Die Online-Plattform Zooniverse, die von der NASA unterstützt wird, hat die Schwelle von einer Milliarde von Klassifikationen erreicht. Freiwillige aus aller Welt haben Daten aus unterschiedlichsten Projekten analysiert, von Lichtkurven bis hin zu sich bewegenden Objekten.

Breites Spektrum an Aufgaben

Teilnehmer markieren beispielsweise Einbrüche in Lichtkurven, die auf Exoplaneten hindeuten können, oder bestätigen das Auftauchen von Asteroiden in Bildsequenzen. Durch diese kollektive Arbeit wird die Auswertung großer Datenmengen beschleunigt.
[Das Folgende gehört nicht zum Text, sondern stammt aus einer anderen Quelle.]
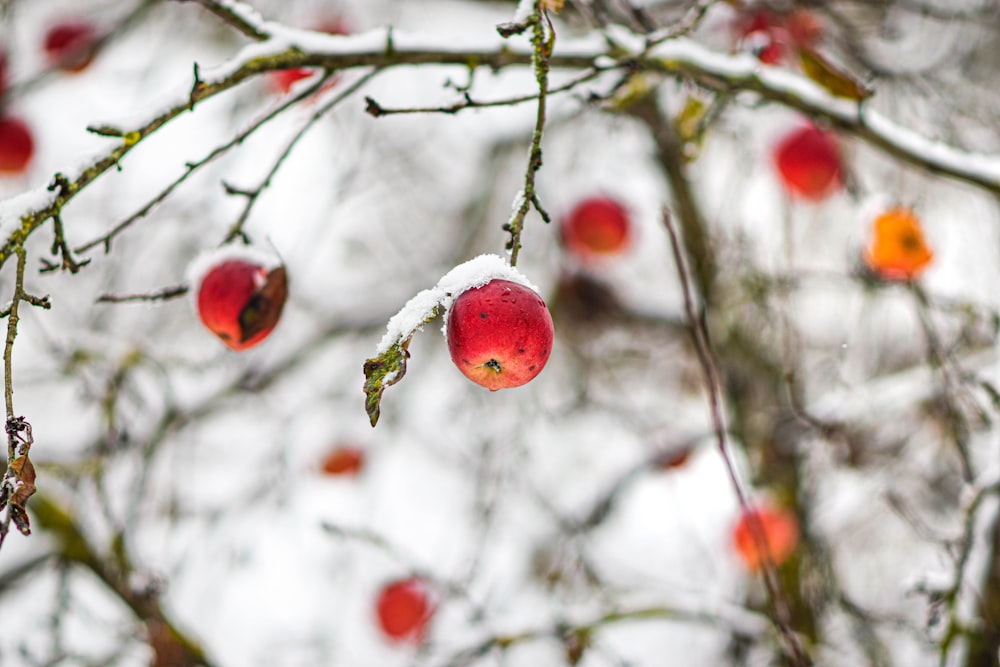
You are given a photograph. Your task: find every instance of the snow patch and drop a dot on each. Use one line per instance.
(471, 274)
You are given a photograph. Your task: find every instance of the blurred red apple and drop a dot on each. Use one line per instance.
(598, 226)
(779, 532)
(761, 32)
(70, 45)
(344, 460)
(898, 249)
(804, 28)
(809, 163)
(4, 77)
(240, 300)
(282, 81)
(17, 146)
(404, 609)
(674, 458)
(771, 35)
(500, 334)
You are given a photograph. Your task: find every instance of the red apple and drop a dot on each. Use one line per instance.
(240, 300)
(809, 163)
(762, 33)
(500, 334)
(596, 227)
(804, 28)
(779, 532)
(17, 146)
(282, 81)
(404, 610)
(344, 460)
(70, 45)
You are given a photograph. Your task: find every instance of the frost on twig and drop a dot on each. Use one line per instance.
(388, 366)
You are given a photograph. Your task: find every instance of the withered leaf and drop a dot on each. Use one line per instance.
(23, 483)
(264, 308)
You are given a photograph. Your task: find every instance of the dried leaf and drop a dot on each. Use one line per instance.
(833, 78)
(23, 482)
(264, 308)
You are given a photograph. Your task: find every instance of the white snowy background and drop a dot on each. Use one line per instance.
(208, 461)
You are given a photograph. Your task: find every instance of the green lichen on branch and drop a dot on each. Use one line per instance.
(388, 367)
(543, 39)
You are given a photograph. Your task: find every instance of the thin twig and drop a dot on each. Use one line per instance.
(192, 167)
(236, 230)
(700, 338)
(540, 61)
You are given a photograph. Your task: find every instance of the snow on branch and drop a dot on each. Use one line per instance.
(388, 365)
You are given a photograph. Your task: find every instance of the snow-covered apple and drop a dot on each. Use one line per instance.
(240, 298)
(809, 163)
(499, 334)
(70, 45)
(17, 145)
(404, 609)
(345, 460)
(596, 227)
(778, 532)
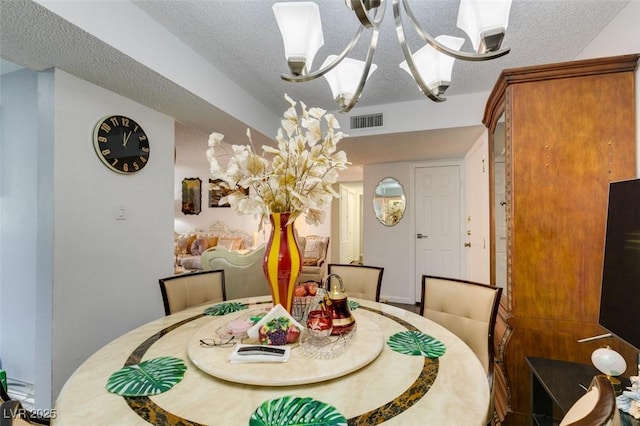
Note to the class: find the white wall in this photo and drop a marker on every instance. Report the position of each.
(105, 270)
(191, 162)
(390, 247)
(621, 36)
(23, 238)
(74, 278)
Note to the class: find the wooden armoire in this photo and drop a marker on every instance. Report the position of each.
(568, 130)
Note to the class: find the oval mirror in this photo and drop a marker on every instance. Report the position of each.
(389, 201)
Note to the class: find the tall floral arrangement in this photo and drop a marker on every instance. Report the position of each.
(297, 177)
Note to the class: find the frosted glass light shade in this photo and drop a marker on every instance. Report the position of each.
(344, 78)
(608, 361)
(483, 19)
(301, 30)
(434, 67)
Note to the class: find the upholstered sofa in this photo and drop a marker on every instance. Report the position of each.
(190, 246)
(244, 276)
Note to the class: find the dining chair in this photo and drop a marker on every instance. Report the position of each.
(469, 310)
(597, 407)
(360, 281)
(12, 413)
(183, 291)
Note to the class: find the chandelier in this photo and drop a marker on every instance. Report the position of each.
(484, 21)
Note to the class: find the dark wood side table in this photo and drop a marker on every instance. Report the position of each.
(556, 385)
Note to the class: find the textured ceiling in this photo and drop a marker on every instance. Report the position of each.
(241, 39)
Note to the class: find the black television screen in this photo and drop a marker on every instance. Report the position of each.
(620, 294)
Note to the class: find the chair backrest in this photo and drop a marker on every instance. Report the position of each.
(360, 281)
(180, 292)
(465, 308)
(596, 408)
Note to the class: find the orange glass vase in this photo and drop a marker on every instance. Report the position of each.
(282, 260)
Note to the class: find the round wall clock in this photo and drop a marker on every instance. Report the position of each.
(121, 144)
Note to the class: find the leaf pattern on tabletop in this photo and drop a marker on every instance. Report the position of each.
(225, 308)
(417, 344)
(150, 377)
(290, 410)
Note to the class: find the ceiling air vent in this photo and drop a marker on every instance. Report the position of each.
(366, 121)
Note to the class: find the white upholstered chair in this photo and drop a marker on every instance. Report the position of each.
(596, 408)
(243, 273)
(314, 253)
(360, 281)
(469, 311)
(180, 292)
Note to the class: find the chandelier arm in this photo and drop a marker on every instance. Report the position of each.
(365, 72)
(373, 43)
(319, 73)
(424, 88)
(362, 13)
(457, 54)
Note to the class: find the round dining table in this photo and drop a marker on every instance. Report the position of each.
(368, 381)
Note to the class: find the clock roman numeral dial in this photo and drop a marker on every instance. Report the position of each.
(121, 144)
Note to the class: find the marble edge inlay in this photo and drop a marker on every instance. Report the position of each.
(151, 412)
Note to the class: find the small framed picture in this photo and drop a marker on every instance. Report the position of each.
(218, 189)
(191, 195)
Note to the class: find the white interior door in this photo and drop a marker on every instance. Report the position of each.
(476, 247)
(349, 225)
(437, 222)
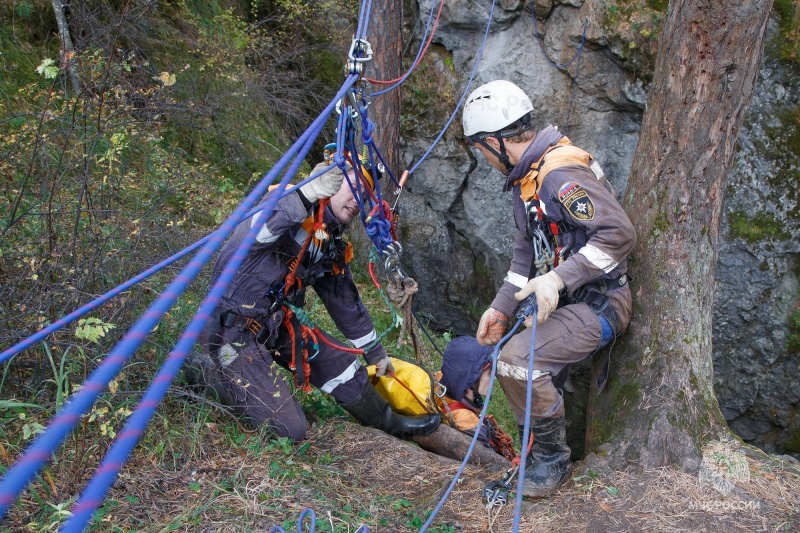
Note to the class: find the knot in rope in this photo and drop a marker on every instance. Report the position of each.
(401, 291)
(379, 226)
(367, 127)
Bedeutung für die Forschung

Die erreichte Zahl verdeutlicht das Potenzial von Crowdsourcing in der Astronomie. Wissenschaftler erhalten qualitativ hochwertige Voranalysen, die weitere, tiefere Untersuchungen ermöglichen.

Zukunftspläne

Zooniverse will das Engagement weiter ausbauen, neue Projekte einbinden und die Zusammenarbeit zwischen professionellen Forschern und der Öffentlichkeit stärken.

Häufige Fragen

Wie können sich Interessierte an Zooniverse beteiligen?

Durch die Registrierung auf der Zooniverse‑Website können Nutzer sofort an laufenden Projekten mitarbeiten und Daten klassifizieren.

Welche Arten von Daten werden von den Freiwilligen bearbeitet?

Zu den häufigsten Aufgaben gehören das Erkennen von Lichtkurven‑Dips, das Identifizieren von Asteroiden und das Klassifizieren von Galaxienbildern.

Welchen Nutzen hat die Wissenschaft von den Freiwilligen‑Klassifikationen?

Die Voranalyse durch die Crowd liefert qualitativ hochwertige Ergebnisse, reduziert den Arbeitsaufwand für Fachleute und beschleunigt die Entdeckung neuer Phänomene.